Ингвар улыбнулся. Это было едва заметное движение губ, исполненное тоски.
— А еще я виню тебя, Бальдр. Ты подогрел мою надежду. Пока ты был таким, каким я тебя представлял: спокойным, ясным, благородным, — возвращение не казалось мне чем-то невозможным. Но это не так. Теперь я понял.
Космодесантник стер с верхней губы скопившуюся там кровь. Он чувствовал, как разбитая кожа начинает опухать.
— Ты должен справиться с болезнью. Для тебя все еще есть место в этом мире. Если я и буду сражаться за что-то, то только за это. Перед смертью я еще увижу тебя здоровым.
Ингвар наклонился в последний раз, почти касаясь ртом уха Бальдра и не обращая внимания на гнилостный запах.

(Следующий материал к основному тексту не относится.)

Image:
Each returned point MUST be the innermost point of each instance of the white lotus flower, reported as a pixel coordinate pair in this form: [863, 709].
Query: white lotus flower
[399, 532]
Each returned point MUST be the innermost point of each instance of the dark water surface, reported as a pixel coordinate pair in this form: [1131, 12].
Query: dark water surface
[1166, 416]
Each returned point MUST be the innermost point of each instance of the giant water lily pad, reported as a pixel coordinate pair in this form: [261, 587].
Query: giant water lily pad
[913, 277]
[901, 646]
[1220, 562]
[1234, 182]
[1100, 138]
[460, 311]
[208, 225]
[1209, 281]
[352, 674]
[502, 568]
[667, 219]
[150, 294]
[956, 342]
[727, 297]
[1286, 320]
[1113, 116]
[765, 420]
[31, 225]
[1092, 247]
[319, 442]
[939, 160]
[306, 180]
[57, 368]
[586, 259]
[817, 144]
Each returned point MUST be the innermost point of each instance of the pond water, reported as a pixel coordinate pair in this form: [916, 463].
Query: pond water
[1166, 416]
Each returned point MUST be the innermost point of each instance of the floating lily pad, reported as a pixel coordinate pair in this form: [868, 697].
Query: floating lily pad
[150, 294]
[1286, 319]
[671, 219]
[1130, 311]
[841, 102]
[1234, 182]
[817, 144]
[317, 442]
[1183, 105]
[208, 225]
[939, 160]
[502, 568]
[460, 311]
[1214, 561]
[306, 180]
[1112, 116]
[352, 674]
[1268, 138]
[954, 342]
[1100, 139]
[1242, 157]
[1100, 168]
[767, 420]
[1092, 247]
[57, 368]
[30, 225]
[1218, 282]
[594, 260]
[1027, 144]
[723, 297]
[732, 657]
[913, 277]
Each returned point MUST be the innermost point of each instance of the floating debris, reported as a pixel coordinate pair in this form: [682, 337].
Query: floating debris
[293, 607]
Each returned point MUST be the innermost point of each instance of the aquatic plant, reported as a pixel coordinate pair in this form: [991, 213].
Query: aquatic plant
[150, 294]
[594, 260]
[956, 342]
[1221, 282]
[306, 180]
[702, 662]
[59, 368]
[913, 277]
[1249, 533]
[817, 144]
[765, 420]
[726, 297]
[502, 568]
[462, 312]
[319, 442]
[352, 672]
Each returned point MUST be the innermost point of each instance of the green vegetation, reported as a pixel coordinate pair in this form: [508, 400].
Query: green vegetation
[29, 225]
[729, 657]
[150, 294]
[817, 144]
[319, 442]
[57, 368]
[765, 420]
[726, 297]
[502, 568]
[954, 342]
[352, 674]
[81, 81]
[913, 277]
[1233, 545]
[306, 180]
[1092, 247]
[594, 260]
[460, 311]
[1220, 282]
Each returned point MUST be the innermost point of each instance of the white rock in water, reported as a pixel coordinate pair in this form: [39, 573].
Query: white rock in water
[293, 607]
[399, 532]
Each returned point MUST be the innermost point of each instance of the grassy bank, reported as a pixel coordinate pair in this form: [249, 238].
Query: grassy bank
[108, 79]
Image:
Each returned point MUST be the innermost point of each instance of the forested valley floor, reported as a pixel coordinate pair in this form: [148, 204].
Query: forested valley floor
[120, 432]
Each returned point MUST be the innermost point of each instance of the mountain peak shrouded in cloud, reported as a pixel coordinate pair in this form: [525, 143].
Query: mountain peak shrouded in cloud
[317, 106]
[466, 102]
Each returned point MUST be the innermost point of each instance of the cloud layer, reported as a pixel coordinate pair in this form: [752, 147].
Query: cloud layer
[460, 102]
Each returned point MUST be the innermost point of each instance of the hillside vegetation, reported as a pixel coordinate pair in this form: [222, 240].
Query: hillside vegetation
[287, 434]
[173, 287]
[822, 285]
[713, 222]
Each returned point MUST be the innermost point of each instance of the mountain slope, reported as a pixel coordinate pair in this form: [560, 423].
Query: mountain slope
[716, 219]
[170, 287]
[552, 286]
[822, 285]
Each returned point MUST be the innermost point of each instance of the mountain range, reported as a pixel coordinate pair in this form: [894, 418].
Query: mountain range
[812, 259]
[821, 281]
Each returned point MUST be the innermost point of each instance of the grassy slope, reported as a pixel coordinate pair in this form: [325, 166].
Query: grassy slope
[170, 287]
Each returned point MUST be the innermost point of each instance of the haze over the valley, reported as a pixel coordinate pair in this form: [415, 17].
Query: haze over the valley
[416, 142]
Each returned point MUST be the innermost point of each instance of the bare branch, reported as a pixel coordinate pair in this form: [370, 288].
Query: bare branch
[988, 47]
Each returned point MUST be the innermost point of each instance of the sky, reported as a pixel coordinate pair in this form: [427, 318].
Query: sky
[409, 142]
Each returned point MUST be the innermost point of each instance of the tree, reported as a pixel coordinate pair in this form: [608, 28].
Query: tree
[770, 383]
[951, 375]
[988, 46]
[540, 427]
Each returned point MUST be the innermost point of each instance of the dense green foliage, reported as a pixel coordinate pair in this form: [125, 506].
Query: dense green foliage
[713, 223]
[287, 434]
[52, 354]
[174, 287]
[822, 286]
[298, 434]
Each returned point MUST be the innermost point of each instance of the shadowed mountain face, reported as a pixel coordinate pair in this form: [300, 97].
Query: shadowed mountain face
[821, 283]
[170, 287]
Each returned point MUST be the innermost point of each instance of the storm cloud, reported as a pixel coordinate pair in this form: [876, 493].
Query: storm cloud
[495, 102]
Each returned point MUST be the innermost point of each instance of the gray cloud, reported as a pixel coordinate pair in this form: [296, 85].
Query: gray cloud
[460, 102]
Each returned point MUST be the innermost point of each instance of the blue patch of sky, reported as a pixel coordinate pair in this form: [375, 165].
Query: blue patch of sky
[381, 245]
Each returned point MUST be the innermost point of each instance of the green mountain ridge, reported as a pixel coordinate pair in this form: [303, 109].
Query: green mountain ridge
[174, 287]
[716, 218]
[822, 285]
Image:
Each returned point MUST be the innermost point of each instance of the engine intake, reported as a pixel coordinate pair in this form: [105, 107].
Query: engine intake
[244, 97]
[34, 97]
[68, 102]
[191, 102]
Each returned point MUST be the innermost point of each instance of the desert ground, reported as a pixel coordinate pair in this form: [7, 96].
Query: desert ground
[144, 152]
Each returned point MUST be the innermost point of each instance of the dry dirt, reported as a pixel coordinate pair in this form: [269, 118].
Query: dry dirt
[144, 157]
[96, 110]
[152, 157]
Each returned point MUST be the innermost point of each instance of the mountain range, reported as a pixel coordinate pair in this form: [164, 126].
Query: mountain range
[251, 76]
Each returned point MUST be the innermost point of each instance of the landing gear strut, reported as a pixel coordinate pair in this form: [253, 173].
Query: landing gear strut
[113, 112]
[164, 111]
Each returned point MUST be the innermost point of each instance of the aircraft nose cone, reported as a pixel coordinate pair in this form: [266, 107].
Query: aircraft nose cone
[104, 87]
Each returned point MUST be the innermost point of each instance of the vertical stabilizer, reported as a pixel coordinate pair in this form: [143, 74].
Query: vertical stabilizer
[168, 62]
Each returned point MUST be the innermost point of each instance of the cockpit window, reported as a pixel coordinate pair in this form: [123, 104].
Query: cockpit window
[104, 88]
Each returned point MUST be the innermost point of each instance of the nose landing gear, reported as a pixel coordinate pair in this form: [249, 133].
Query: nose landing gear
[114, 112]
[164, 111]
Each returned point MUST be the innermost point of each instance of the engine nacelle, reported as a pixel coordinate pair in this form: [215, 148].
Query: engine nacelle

— Помни, кем ты был. Как ты сглаживал углы между бранящимися братьями. Ты всегда мог укротить свой звериный дух намного лучше, чем все остальные. Помни об этой силе. Не умирай здесь, брат. Сохрани себя.
Бальдр не ответил. Он слепо таращился открытыми глазами в потолок. Их блеск угас.
— Сохрани себя, — повторил Волк с легким нажимом в голосе. — Я больше не верю, но ты должен. Ради всего, что осталось от этой стаи, ты должен поддерживать веру.
Вместе с этими словами Ингвар почувствовал, как в уголках глаз начинают скапливаться слезы.
Возможно, это случилось из-за усталости, а может, от стыда или раздражения. Это было проявлением слабости и не приличествовало космодесантнику. Но он совершил уже так много неподобающих вещей. И уже не помнил, когда это началось.